All this is a consequence of the British government's decision to place the responsibility for delivering (and financing) environmentally-friendly power in the hands of the generation utilities.
I will spare you the detail of how the ROC system works but here are the essentials. Through its power industry regulator, Ofgem, DECC obliges electricity supply companies to get a percentage of their electricity from renewable sources. At present this percentage is 9.1 per cent, but it will increase in future. This is the so-called renewable obligation.
Ofgem gives an electricity generator one renewable obligation certificate for every megawatt of renewable electricity it produces for an hour (MWh). The generators then sell these ROCs to the electricity supply companies. The supply companies in turn surrender them to Ofgem to demonstrate that they have satisfied the renewable obligation. If they do not surrender enough ROCs they have to pay a shortfall fine and the money raised is then recycled back to the generators.
Now we come to the goose-plucking bit. The electricity supply companies are just the middlemen, buying electricity from the generators and selling it to us, the public. Like any sensible middleman, when our supplier incurs the costs of buying ROCs and paying shortfall fines it promptly rolls them into our quarterly electricity bills. And because these costs are not identifiable on our bill, we pay them with absolutely no hissing.
The hidden renewables tax
You have to admire the craftsmanship of the scheme. It obliges the public to pay a huge subsidy to the renewable electricity generators. It does so without violating any EU rules and without attracting tax-blame to the government.
The subsidy payment is not the only privilege given to the renewable electricity business. To make it easier for banks to finance schemes to build renewable generation plants, the government guarantees that the ROC system will continue at least until 2027, and that it will increase the percentage of total generation that must come from renewable sources from year to year to maintain the value of the ROCs.
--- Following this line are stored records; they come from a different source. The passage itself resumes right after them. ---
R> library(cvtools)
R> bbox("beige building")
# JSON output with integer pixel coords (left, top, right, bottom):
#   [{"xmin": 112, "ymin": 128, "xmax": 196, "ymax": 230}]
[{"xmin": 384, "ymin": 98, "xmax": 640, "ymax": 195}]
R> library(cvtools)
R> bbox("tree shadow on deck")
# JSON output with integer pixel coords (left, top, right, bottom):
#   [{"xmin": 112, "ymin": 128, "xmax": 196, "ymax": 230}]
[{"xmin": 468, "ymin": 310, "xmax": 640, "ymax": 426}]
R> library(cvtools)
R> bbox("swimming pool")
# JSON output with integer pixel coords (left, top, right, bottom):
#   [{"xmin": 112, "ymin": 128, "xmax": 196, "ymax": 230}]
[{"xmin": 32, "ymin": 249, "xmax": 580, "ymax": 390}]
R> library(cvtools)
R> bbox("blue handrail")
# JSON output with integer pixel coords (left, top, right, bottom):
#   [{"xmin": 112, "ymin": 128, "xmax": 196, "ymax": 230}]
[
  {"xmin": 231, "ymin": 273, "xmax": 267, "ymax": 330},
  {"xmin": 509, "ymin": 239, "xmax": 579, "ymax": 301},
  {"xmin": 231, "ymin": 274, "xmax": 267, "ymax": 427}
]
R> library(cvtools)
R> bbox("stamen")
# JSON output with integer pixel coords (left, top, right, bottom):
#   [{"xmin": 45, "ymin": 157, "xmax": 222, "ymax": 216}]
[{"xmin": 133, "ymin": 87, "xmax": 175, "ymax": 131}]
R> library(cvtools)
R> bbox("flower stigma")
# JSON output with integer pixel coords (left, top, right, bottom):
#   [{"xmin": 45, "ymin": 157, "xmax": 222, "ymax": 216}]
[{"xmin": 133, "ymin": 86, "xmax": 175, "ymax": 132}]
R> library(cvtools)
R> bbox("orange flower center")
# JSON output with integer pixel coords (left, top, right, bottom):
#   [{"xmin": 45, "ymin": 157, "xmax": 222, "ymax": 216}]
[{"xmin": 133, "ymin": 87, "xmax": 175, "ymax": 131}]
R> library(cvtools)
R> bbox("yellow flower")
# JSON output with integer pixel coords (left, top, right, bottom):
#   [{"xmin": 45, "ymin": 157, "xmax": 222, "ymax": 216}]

How valuable is the subsidy? We have seen that generators of renewable electricity sell two things—electricity and ROCs. The wholesale spot price of electricity (the price to buy or sell electricity at four hours' notice) fluctuates considerably, but is now averaging about £75 per MWh. Many generators—including renewable generators—avoid the spot market and sell under long-term contracts at prices that are usually lower but occasionally higher than the average spot price. By contrast, the value of a ROC is more stable and averages about £52 per MWh. Taken together, the two currently give the renewable generator an income of £127 per MWh if it chooses to sell its electricity on the spot market. This is a 69 per cent premium over its non-renewable competitor selling into the same market.
Where the secret tax goes
So far, we have described renewable electricity without explaining how it is generated. In contrast to oil, gas, coal and uranium—all of which must run out—renewable electricity comes from sources that are, in theory, everlasting. In Britain today, the three most important sources are hydro, landfill gas and wind.
Hydroelectricity is the longest established and best known of these, but because the technology is so well established large hydro schemes are not eligible to receive ROC privileges. That leaves landfill gas and wind, plus a slew of minor contributors (that may be important in the future) such as biomass, waves, solar panels and so forth.
Landfill gas is methane generated by material rotting in municipal landfill sites. Technically, one could argue that it is not a renewable resource. Any single landfill site only generates gas for perhaps 20 years, after which all the rottables will have rotted. And with fierce EU directives in place, the volume of waste going to new landfill sites is likely to decrease sharply in future. Nevertheless, electricity generated from landfill gas does get full ROC privileges. It is extremely profitable. In a 2007 study for the DTI, accountants Ernst & Young calculated that it costs £48 to generate a MWh of landfill gas electricity. With an income from the spot market—including the ROC—of £127 this gives a profit margin of £79 per MWh, a delicious "cost plus 165 per cent," courtesy of us—the non-hissing geese. Perhaps a little embarrassed by this windfall, DECC is cutting the subsidy. From next April, a MWh of electricity generated from landfill gas will be entitled to only a quarter of a ROC. This will reduce the spot market profit margin to £40, still a very attractive margin over cost of 83 per cent.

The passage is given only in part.